Toujours entouré d’une houle blanche, plus ou moins forte, le phare de Goury trône tout au bout du bout, à Auderville. Haut de cinquante mètres, il fut mis en service dès 1837. Auparavant, en une seule année, vingt-sept navires avaient sombré dans les parages. Face à lui, le raz Blanchard, l’un des courants de marée les plus forts d’Europe. Entre le cap de la Hague et l’île d’Aurigny, le passage dit de la Déroute est connu de tous les marins pour ses violentes tempêtes et la force de ses courants. Un monde brutal à l’opposé du monde poétique de Prévert, le voisin d’en face. « Le Raz Blanchard est un monde hostile, raconte Cédric, pêcheur de homards. Il y a toujours des vagues, même les jours sans vent. »

Voir une tempête au large du port de Goury reste un spectacle inouï. Les flots soulèvent des barres d’écume qui font blanchir la mer. Quand elle se calme, les paysages gardent autant de force.

Du fait de sa position géographique, la côte audervillaise a connu tout au long des temps un nombre important de naufrages. Les vents du large, les nombreux écueils en mer, les courants très forts sont de grands risques pour la navigation.

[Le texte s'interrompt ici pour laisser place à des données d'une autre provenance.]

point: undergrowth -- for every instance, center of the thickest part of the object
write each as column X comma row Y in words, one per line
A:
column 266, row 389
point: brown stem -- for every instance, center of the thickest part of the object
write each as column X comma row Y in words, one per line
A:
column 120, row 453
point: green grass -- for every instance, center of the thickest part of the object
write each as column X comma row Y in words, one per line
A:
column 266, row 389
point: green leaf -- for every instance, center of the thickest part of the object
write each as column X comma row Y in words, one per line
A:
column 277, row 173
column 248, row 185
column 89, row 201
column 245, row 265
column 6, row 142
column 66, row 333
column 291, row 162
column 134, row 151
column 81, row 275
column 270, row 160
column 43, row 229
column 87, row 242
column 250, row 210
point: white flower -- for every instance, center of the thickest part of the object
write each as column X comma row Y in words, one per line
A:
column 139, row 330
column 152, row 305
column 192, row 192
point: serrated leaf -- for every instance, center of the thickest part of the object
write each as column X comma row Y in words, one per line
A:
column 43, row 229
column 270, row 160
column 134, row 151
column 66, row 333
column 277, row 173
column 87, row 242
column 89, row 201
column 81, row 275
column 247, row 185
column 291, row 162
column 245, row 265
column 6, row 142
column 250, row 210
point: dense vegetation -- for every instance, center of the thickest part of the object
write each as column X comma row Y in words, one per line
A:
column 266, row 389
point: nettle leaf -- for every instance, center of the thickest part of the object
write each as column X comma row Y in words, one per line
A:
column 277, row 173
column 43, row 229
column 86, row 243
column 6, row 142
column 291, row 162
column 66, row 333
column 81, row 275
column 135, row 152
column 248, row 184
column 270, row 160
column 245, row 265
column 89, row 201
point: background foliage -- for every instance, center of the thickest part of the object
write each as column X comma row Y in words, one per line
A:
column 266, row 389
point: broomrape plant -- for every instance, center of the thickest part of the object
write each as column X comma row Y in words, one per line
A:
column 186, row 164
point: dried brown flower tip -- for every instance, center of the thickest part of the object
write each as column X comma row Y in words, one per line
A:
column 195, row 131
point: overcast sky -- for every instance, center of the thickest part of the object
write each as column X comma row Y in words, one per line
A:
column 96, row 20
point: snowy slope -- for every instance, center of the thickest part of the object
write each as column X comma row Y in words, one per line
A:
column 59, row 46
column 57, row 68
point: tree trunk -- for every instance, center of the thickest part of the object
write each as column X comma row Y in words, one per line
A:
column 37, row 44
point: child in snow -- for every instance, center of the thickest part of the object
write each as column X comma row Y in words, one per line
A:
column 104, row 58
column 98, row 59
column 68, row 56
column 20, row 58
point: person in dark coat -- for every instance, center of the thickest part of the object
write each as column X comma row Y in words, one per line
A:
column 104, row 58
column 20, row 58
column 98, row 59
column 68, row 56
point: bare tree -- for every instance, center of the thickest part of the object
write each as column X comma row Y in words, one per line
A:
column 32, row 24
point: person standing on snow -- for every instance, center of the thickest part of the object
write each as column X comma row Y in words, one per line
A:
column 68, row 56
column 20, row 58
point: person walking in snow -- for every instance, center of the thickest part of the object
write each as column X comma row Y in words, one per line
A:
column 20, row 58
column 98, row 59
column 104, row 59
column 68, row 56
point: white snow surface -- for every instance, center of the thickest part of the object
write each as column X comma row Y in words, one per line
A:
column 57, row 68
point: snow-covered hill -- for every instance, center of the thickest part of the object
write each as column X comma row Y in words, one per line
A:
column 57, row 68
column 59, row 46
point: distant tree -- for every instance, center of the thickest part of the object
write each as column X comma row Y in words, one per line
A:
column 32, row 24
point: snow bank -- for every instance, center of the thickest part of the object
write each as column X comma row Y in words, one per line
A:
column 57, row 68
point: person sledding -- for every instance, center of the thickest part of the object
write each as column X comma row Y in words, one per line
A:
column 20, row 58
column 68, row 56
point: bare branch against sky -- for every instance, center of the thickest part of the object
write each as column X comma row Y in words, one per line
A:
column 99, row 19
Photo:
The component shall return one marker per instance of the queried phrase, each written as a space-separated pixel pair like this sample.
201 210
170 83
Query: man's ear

En 1823, en une seule année, 27 navires ont sombré dans les parages. Au nombre de ces naufrages, il faut relater celui du paquebot «Paris» qui, de retour d’Amérique, transportait de nombreux passagers dont Monseigneur de Cheverus. Le prélat, qui fut le premier évêque catholique d’une paroisse de Boston aux États-Unis, rentrait en France. Le premier contact fut plutôt rude et pénible sur les rochers du Cap de la Hague. Transporté à dos d’homme à travers champs jusqu’au presbytère d’Auderville, trempé et épuisé, il trouva abri et réconfort. Ceci se passait dans la nuit du 31 octobre 1823. Le lendemain, 1er novembre, il présidait la cérémonie de la Toussaint, en l’église de la paroisse.
Ces pertes de navires et de vies humaines sur nos côtes devaient finir par alerter l’opinion publique et les autorités maritimes. C’est ainsi que peu de temps après le naufrage du «Paris», la construction d’un phare fut mise à l’étude.

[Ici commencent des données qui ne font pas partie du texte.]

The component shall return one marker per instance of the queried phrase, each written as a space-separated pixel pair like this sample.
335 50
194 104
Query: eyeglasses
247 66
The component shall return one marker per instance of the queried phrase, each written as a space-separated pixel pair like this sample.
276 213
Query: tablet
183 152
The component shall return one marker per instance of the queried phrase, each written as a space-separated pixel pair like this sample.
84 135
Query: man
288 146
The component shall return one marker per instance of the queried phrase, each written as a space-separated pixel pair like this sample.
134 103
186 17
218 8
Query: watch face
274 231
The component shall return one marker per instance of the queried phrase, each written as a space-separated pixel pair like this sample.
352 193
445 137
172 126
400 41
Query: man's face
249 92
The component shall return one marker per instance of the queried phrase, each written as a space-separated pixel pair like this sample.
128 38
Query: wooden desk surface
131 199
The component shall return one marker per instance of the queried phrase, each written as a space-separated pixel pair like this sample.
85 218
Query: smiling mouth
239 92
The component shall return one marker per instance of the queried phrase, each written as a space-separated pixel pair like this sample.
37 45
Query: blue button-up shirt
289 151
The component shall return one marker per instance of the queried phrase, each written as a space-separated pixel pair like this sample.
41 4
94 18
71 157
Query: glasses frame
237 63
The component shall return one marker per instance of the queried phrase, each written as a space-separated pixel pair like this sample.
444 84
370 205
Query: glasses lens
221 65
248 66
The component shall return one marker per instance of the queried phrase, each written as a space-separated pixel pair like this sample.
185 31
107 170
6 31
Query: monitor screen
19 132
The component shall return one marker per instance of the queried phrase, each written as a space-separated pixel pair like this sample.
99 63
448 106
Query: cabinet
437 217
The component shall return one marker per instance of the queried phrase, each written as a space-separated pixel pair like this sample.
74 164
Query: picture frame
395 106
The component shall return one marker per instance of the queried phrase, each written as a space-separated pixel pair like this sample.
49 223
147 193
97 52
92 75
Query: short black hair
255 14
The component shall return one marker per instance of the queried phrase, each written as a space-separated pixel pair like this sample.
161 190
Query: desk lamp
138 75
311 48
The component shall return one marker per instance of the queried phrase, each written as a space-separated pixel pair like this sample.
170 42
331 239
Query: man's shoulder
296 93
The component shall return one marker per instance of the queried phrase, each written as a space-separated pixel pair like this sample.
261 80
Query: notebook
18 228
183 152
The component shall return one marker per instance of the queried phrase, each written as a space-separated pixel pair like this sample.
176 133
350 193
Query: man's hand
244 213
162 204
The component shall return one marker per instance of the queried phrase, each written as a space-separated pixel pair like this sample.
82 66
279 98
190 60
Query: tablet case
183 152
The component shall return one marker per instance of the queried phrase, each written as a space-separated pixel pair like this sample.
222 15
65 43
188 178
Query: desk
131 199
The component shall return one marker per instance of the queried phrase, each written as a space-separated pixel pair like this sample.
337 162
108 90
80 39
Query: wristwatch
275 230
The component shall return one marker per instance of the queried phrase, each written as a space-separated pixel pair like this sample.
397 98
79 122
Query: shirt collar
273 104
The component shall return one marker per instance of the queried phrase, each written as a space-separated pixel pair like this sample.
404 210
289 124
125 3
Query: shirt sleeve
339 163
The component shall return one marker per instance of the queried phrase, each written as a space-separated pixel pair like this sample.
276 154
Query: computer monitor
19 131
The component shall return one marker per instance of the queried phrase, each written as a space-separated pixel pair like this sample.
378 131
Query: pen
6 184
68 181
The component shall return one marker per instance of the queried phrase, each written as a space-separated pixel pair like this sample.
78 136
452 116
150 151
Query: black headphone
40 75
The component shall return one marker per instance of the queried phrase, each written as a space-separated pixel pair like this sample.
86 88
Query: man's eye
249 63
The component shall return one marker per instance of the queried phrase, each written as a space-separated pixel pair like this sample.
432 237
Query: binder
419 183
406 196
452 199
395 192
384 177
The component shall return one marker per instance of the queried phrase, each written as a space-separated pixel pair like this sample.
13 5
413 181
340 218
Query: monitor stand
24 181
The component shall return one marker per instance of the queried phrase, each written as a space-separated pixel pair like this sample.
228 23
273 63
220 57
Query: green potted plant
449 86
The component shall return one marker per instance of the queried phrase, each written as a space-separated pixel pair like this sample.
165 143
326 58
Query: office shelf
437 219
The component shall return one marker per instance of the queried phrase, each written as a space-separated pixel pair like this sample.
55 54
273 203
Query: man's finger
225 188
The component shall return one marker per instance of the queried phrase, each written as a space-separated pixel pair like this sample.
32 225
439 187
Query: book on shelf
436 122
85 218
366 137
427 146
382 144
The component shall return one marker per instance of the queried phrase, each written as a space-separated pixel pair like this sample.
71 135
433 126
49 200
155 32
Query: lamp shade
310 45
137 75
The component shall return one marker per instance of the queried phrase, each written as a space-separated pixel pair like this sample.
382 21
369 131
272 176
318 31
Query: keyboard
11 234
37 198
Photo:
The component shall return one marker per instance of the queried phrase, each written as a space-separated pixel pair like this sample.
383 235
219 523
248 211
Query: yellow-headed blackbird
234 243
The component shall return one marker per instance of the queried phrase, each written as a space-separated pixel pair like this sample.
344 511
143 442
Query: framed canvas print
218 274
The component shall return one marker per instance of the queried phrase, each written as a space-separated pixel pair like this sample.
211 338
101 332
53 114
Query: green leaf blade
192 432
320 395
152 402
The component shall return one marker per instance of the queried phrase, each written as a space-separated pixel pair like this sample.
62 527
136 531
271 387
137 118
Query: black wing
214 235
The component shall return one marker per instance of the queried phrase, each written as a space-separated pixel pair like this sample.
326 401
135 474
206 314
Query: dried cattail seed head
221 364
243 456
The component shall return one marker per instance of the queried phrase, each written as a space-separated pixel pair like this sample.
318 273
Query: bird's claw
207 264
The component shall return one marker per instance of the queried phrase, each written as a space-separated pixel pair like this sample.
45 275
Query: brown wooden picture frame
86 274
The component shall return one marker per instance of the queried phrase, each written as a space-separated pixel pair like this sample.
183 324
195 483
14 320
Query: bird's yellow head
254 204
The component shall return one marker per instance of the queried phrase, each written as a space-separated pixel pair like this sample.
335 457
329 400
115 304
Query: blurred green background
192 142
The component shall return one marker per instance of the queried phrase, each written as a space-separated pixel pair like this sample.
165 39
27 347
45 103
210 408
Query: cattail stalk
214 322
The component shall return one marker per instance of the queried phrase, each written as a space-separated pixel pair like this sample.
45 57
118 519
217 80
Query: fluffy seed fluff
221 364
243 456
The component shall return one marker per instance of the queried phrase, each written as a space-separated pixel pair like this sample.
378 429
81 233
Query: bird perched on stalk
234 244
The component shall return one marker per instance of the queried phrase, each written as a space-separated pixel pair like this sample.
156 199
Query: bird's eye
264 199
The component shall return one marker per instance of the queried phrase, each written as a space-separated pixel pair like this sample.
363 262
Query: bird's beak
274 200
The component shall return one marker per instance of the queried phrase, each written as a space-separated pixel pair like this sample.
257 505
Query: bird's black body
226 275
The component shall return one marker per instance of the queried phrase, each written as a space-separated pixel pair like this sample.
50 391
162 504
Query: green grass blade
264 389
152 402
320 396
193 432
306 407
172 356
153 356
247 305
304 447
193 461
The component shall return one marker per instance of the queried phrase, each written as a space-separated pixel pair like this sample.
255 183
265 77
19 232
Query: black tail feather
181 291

Il fut décidé que cet ouvrage serait construit sur un rocher situé à 800 m. du littoral connu sous le nom du Gros du Raz. Le chantier débuta en 1834 et nécessita une main-d’oeuvre importante pendant 3 ans. Le granit, en provenance de Diélette, était travaillé à Goury, acheminé sur le site et hissé sur la construction à l’aide d’un système de palans actionnés par une grande roue dans laquelle avançait une jument («la chambre à la Belle»).

En 1837, la construction de cette tour de granit est terminée. A 48 m de hauteur, elle sert de support à une lanterne munie de puissantes lentilles. Cette lanterne a un mouvement de rotation continu au rythme d’un éclat blanc toutes les 5 secondes (EB5S).

Depuis le début du XXème siècle, un signal sonore a été ajouté au signal lumineux : En cas de brouillard, une sirène diffuse un écho dont les ondes se répercutent à la surface de la mer, précieux indicateur de position pour les navigateurs.

En 1940, le phare fut occupé par les Allemands. Il resta éteint jusqu’au 1er juillet 1944, date de sa libération.
En 1971, il est électrifié et automatisé en 1989, les derniers gardiens partent en mai 1990.